Dangers of compensation in hypovolaemic shock.

(Think vasoconstriction)

A

The peripheral vasoconstriction will impair tissue perfusion.

This can lead to tissue damage due to hypoxia.

The tissue damage leads to release of chemical mediators causing vasodilation. This vasodilation leads to a fall in TPR and blood pressure falls dramatically so vital organs can no longer be perfused.

This can lead to multi system failure.

30
Q

Longer term responses to restore blood volume in hypovolaemia.

A

RAAS

Anti-diuretic hormone (ADH aka vasopressin)

31
Q

Time to restore a blood volume loss of 20%.

A

Around 3 days if salt and water intake is adequate.

32
Q

What is distributive shock?

A

Low resistance shock meaning it is normovolaemic.

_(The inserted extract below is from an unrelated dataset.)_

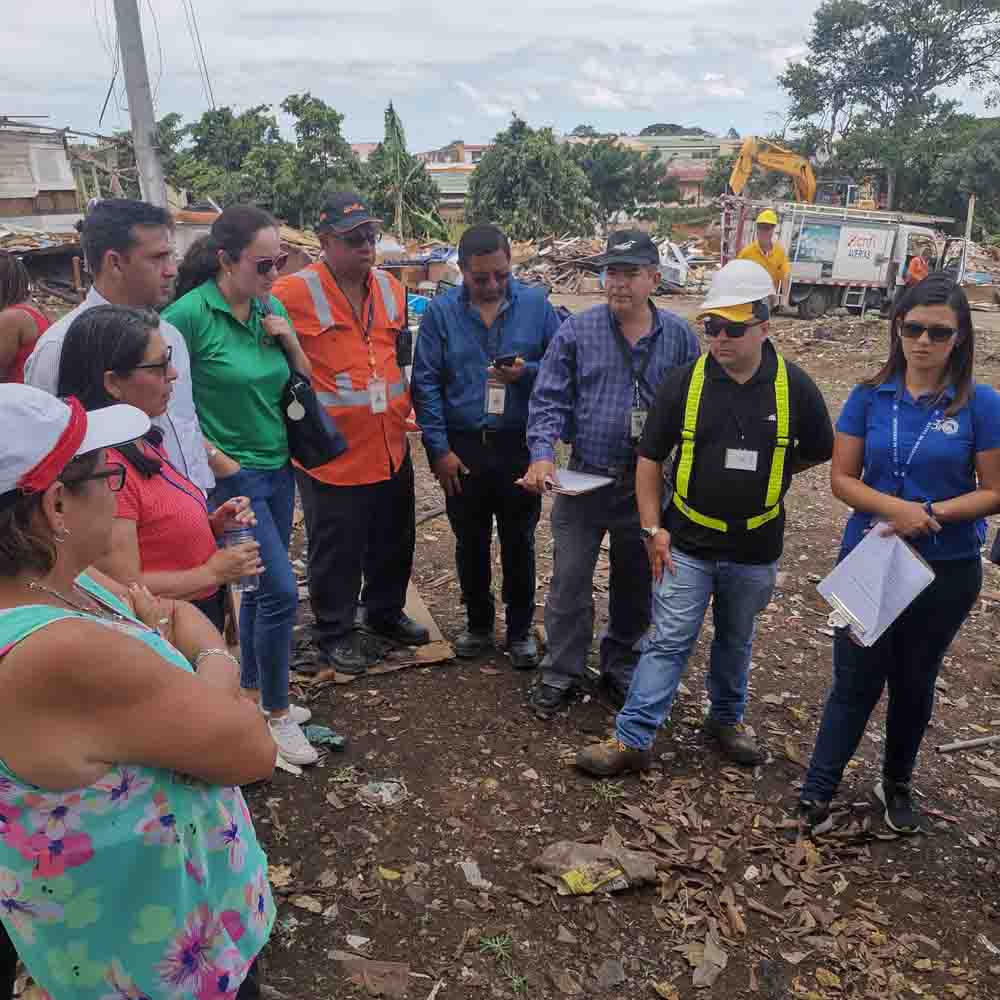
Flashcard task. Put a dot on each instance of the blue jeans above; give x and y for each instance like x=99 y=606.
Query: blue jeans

There is a dramatic fall in TPR due dramatic vasodilation.

33
Q

Common types of distributive shock.

A

Toxic shock

Anaphylactic shock

34
Q

Explain events of sepsis leading up to toxic (septic) shock.

A

Serious life-threatening response to infection

Endotoxins released by circulating bacteria leads to an excessive inflammatory response

This leads to profound vasodilation causing a dramatic fall in TPR.

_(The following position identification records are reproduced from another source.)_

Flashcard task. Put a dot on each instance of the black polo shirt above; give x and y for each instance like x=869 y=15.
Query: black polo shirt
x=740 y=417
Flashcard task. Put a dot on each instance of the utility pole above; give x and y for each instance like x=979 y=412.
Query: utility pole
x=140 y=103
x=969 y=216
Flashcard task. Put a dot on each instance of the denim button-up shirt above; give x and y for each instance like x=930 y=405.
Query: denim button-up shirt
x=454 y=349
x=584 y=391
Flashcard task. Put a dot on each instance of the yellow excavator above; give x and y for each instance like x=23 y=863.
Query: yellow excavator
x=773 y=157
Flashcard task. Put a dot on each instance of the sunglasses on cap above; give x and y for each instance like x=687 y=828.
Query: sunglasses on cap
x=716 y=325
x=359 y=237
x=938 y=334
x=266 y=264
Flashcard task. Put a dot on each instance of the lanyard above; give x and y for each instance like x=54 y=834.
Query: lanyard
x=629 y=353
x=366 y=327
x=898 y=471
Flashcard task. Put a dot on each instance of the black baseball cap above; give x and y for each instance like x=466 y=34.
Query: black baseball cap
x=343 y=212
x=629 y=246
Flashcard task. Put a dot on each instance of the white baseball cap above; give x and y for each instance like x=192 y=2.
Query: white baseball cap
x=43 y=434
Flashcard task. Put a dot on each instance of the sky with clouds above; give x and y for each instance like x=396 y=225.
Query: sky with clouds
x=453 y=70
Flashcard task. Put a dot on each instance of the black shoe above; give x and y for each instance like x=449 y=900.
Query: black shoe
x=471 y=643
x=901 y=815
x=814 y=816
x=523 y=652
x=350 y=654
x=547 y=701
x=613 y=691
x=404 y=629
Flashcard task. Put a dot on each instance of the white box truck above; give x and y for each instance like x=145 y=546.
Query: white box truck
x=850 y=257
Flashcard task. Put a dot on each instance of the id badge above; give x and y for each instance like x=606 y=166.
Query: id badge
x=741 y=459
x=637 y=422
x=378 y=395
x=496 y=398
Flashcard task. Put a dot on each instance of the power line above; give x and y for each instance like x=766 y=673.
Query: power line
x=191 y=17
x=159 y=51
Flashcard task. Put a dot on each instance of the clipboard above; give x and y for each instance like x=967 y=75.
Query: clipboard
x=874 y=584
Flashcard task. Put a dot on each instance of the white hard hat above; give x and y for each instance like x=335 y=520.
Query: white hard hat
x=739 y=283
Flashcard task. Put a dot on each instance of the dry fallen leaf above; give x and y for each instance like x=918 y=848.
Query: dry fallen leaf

There is also a fall in arterial pressure due to this.

Leads to impaired perfusion of vital organs and capillaries become leaky leading to hypovolaemia.

Sepsis can also cause increased coagulation and localised hypo-perfusion and DIC.

35
Q

Compensatory responses due to septic shock.

A

Baroreceptors detect low arterial pressure so sympathetic output is increased.

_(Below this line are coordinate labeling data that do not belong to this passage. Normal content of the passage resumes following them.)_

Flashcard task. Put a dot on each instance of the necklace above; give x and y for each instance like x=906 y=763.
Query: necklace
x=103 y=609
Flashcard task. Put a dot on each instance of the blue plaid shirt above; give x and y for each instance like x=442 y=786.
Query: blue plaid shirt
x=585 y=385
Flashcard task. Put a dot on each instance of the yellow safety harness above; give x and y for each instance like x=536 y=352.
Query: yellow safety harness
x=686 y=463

Vasoconstriction is however still overridden by the mediators of the vasodilation due to the inflammatory response.

The increased sympathetic output leads to increased HR and SV.

36
Q

Signs of septic shock.

Early vs. late stage

A

Tachycardia

Warm, red extremities (signs of inflammation)

In later stages of sepsis:

The vasoconstriction response of the baroreceptors lead to localised hypo-perfusion. This leads to pallor and cold extremities.

37
Q

Explain events leading up to anaphylactic shock.

A

A severe allergic reaction to something results in the release of histamine from mast cells. Along with other mediatiors this leads to a drastic increase in vasodilation.

This results in an excessive fall in TPR and a rapid profound drop in arterial blood pressure.

This leads to an increased sympathetic response -> increase in CO due to increase in HR (chronotropy) and increase in SV (inotropy).

However this can’t compensate for the excessive vasodilation.

This leads to imparied perfusion of vital organs.

38
Q

Other effects of anaphylactic shock.

A

Bronchoconstriction and laryngeal oedema leading to difficulty in breathing.

39
Q

Signs of anaphylactic shock.

A

Difficulty breathing

Collapse

Rapid heart rate

Red and warm extremities

40
Q

How do you treat anaphylactic shock?

A

Adrenaline

41
Q

Why doesn’t giving fluid to a patient in septic shock work effectively?

A

Due to the leaky vessels. So all the fluids you give will leak out into interstitium.